REPUBLIKA.CO.ID, JAKARTA -- Indeks demokrasi Indonesia mengalami kenaikan pada 2021 berdasarkan rilis pengukuran The Economist Intelligence Unit pada Februari 2022. Demokrasi Indonesia naik dari peringkat ke-64 pada 2020 dengan skor 6,30 menjadi peringkat ke-52 dengan skor 6,71 dari 167 negara.
Anggota Dewan Pembina Perkumpulan untuk Pemilu dan Demokrasi (Perludem) Titi Anggraini mengatakan, peningkatan ini menandai skor kenaikan indeks demokrasi 10 terbaik di dunia. Meski demikian, Indonesia masih disebut negara dengan demokrasi yang cacat.
"Indonesia masih diklasifikasi sebagai negara dengan kategori flawed democracy atau negara demokrasi yang cacat atau belum sempurna," kata Titi dalam paparannya di acara Seminar Pra-Muktamar Muhammadiyah-Aisyiyah ke-48, Rabu (16/3).

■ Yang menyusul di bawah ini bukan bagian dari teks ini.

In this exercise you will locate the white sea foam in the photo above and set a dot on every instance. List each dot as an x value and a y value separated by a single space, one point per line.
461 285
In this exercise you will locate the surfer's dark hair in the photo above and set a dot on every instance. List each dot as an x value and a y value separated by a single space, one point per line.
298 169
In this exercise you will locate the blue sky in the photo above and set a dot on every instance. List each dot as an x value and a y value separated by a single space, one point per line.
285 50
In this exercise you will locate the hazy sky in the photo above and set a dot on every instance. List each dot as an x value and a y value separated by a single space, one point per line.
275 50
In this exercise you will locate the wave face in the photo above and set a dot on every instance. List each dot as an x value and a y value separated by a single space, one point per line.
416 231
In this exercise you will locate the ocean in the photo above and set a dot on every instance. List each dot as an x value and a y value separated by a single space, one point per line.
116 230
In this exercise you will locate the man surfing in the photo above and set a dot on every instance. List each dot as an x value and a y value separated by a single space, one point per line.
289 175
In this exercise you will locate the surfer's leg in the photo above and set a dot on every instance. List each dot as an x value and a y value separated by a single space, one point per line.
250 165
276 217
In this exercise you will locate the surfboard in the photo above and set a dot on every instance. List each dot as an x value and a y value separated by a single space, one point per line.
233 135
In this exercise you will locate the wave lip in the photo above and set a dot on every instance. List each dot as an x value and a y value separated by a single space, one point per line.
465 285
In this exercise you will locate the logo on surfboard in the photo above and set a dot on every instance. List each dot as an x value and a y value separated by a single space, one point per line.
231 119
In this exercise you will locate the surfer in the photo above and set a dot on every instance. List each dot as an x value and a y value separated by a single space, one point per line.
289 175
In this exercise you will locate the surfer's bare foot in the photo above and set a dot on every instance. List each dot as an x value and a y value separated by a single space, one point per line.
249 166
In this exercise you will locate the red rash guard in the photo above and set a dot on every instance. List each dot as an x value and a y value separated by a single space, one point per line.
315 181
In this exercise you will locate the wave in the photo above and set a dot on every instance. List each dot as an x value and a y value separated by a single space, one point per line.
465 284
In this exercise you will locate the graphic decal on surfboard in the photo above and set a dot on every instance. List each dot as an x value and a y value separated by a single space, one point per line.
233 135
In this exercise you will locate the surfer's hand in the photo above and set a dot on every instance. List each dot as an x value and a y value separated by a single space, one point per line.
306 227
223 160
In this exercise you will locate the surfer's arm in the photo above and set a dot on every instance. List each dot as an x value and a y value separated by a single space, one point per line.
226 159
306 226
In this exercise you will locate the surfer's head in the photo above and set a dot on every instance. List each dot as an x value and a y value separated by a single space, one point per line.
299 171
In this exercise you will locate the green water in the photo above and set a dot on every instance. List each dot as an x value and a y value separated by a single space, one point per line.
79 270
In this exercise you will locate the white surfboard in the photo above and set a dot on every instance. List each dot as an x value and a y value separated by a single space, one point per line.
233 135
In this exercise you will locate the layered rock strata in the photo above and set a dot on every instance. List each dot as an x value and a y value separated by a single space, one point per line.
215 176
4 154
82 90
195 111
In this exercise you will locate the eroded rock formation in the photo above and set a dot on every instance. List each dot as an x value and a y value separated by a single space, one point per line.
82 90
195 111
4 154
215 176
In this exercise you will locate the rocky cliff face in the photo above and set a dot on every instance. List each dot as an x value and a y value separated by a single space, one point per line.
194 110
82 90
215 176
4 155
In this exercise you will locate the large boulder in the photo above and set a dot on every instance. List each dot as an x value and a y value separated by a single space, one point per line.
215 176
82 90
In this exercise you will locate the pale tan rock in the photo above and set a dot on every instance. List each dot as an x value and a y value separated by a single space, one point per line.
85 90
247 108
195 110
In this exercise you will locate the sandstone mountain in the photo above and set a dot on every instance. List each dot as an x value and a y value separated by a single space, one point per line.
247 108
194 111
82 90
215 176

Titi mengatakan, skor Indeks Demokrasi ini pun menempatkan Indonesia di lingkup ASEAN di posisi ketiga di bawah Malaysia dan Timor Leste. Meskipun posisinya lebih baik daripada Filipina, Singapura, Thailand, Vietnam, Kamboja, Laos, dan Myanmar.
Titi melanjutkan, perbaikan indeks skor demokrasi Indonesia ini terjadi pada tiga variabel pengukuran yakni keberfungsian pemerintah naik dari 7,50 menjadi 7,86; kedua soal kebebasan sipil dari 5,59 naik menjadi 6,18; dan yang ketiga partisipasi politik naik dari 6,11 menjadi 7,22.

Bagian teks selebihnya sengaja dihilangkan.